O INPC mede a variação média de preços para famílias que ganham até cinco salários mínimos, diferentemente do Índice Nacional de Preços ao Consumidor Amplo (IPCA), que capta os impactos sobre o orçamento de famílias com renda até 40 salários mínimos.

Ou seja, o índice que corrige o salário mínimo é a inflação da parcela menos abastada da população – para quem os gastos com alimentos têm maior peso, daí a aceleração do INPC.

No mês passado, a Secretaria de Política Econômica (SPE) do Ministério da Economia elevou a projeção para o INPC de 2,35% para 4,10%, o que já dava pistas de que o salário mínimo ficaria maior.

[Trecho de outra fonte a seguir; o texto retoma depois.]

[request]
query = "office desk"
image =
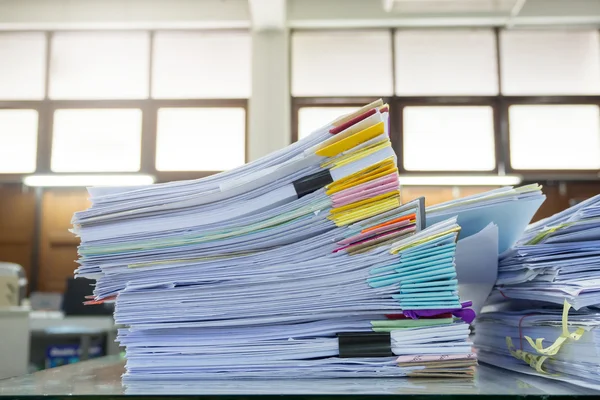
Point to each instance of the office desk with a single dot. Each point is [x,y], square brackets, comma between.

Há economistas de mercado, porém, projetando variação maior, acima de 5%. A proposta original do Orçamento foi elaborada com previsão de reajuste do salário mínimo de 2,09%.

Pelos cálculos do Ministério da Economia, a cada 0,1 ponto porcentual a mais de variação no INPC, haverá aumento de R$ 768,3 milhões nas despesas em 2021. Só com a mudança na projeção da SPE, já haveria incremento de R$ 15,366 bilhões nas despesas obrigatórias no ano que vem.